Best Incentive to Shore Up Cybersecurity? Trust, Bank Group Says

The best incentive banks have to strengthen their cyber defenses? To preserve customer trust.

That's the message the financial industry sent in comments filed Monday with the Obama administration, which has asked the public to weigh in on what inducements might spur companies to adopt a cybersecurity framework being proposed by the White House.

"Financial services is built upon trust with our clients, trust between our firms and the trust to ensure the proper functioning of markets, the execution of transactions and the protection of information," Charles Blauner, who chairs the Financial Services Sector Coordinating Council, or FSSCC, wrote to the National Telecommunications and Information Administration. "It is the cornerstone of everything we do."

Incentives also should be sufficiently significant to influence private investment, to reduce companies' compliance costs and to minimize the risk of legal action, according to JPMorgan Chase (JPM), Bank of America (BAC), Citigroup (NYSE:C), Wells Fargo (WFC), Goldman Sachs (GS), Morgan Stanley (MS), MasterCard (MA), Visa (NYSE:V), PayPal, Fannie Mae, Freddie Mac, the American Bankers Association, the National Association of Federal Credit Unions and roughly 41 other companies, exchanges and trade groups that make up the council's membership.

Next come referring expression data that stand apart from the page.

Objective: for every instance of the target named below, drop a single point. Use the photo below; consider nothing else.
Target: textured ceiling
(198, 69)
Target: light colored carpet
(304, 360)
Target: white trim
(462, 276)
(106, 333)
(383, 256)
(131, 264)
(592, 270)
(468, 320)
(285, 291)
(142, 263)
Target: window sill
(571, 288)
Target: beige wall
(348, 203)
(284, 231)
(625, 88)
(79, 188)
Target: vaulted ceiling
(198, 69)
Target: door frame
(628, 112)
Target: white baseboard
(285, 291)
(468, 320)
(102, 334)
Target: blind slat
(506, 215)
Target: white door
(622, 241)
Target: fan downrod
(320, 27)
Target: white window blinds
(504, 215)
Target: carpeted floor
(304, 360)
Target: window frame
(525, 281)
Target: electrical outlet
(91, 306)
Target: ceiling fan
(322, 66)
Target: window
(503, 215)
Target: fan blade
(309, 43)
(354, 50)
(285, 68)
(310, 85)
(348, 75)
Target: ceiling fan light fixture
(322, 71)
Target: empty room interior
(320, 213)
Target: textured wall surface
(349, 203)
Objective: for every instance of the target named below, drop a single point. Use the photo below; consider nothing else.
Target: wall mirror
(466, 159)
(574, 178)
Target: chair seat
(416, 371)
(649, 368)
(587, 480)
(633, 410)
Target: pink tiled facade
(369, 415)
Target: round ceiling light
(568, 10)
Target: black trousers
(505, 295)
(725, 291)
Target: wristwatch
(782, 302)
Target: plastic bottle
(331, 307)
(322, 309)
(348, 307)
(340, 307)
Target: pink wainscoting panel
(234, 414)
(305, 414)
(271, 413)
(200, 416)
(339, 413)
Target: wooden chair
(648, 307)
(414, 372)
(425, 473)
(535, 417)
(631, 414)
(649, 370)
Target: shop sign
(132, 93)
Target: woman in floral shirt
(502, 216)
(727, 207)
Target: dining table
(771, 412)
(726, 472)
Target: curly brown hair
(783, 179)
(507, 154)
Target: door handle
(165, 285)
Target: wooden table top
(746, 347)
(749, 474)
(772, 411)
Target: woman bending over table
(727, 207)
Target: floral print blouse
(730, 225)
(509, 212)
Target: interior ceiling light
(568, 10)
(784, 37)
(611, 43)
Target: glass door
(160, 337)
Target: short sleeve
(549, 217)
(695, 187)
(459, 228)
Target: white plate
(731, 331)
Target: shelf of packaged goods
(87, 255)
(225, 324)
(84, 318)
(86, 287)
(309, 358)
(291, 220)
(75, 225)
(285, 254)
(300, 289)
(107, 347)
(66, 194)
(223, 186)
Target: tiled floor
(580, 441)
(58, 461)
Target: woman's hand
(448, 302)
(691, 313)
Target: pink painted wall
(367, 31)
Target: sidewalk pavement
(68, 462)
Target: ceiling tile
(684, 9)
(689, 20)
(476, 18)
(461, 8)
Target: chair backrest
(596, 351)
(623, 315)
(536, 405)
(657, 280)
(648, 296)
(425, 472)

An executive order issued in February by the White House gives the government eight months to map out preliminary guidelines for protecting financial networks, energy grids and other critical infrastructure from cyberattack. As part of the push, the Commerce Department in March asked the public to comment on ways to help to promote the adoption of efforts to address cybersecurity vulnerabilities.

The department asked about the adequacy of current incentives, whether industries lacked sufficient incentives to invest in cybersecurity, how companies assess costs and benefits of reinforcing cyber defenses, and the best ways to encourage businesses to invest in strengthening their defenses.

Financial firms will struggle to articulate a series of incentives until they know what requirements, if any, may be added to those already in place, according to the FSSCC.

However, whatever framework emerges should draw fully on federal law enforcement agencies to help defend against and deter cyberattacks, the group said. Spending by financial firms each year would jump by a factor of 13, to an average of $292.4 million per company, to fend of 95% of serious cyberattacks, according to a study last year by the Ponemon Institute and Bloomberg the FSSCC cited. "Clearly this is unsustainable and uneconomical no matter what incentives are proposed," Blauner wrote.

Regulators also should modify rules the companies say impede efforts among private-sector firms and the government to share information in real time. The government also must step up the prosecution of cyber thieves at both the federal and state levels, according to the FSSCC.

"There is an expectation that individuals, organizations or countries that engage in cyberattacks will not be caught and hence can continually attempt to breach the protections that firms put in their way until they are eventually successful in their attacks," Blauner wrote. "In contrast, when an individual robs a bank, the expectation is that he or she will be caught and brought to justice, which is based less on the substantial precautions that banks undertake than upon the response of the local, state and federal government to enforce effective laws."

The FSSCC detailed a dozen specific measures that could spur adoption of a cybersecurity framework by members. The incentives include federal grants to the Financial Services — Information Sharing and Analysis Center, an industry group, to encourage information sharing, along with grants to stimulate development of new technology.

Companies that perform well on audits of their cyber defenses by one regulator also should receive a reprieve from similar reviews by other regulators, according to the group, which also called for the government to work with other countries to harmonize rules that govern cybersecurity globally.

The administration also should push for laws that increase penalties for cybercrime, promote partnerships among law enforcement organizations worldwide, and create "some level of deterrent at the national level that will focus on nation states and sophisticated actors that have large-scale capabilities to disrupt and destroy," Blauner wrote.

Companies also should be able to deduct the entire cost of computing hardware and software, from taxable income, and qualify for tax credits or other financial incentives for adopting the framework, according to the FSSCC.

Financial firms also would be more likely to adopt the framework if the government were to shield them from liability for sharing information with one another, immunize them from the provisions of the Freedom of Information Act for information they hand over to the federal government, shield companies from lawsuits by the Federal Trade Commission or state attorneys general for alleged breaches of information security that flow from companies adoption of the framework and from liability for harm that may arise from the adoption of cutting-edge technology, the companies said.

Telecommunications and technology companies also should be required to filter Internet traffic thought to be harmful and to install capabilities to screen threats from the networks that connect financial firms, the group says. "If we are to stand a change of defending critical infrastructure within the financial sector we need incentives that will motivate these two partner sectors to increase the protections embedded in their networks," Blauner wrote.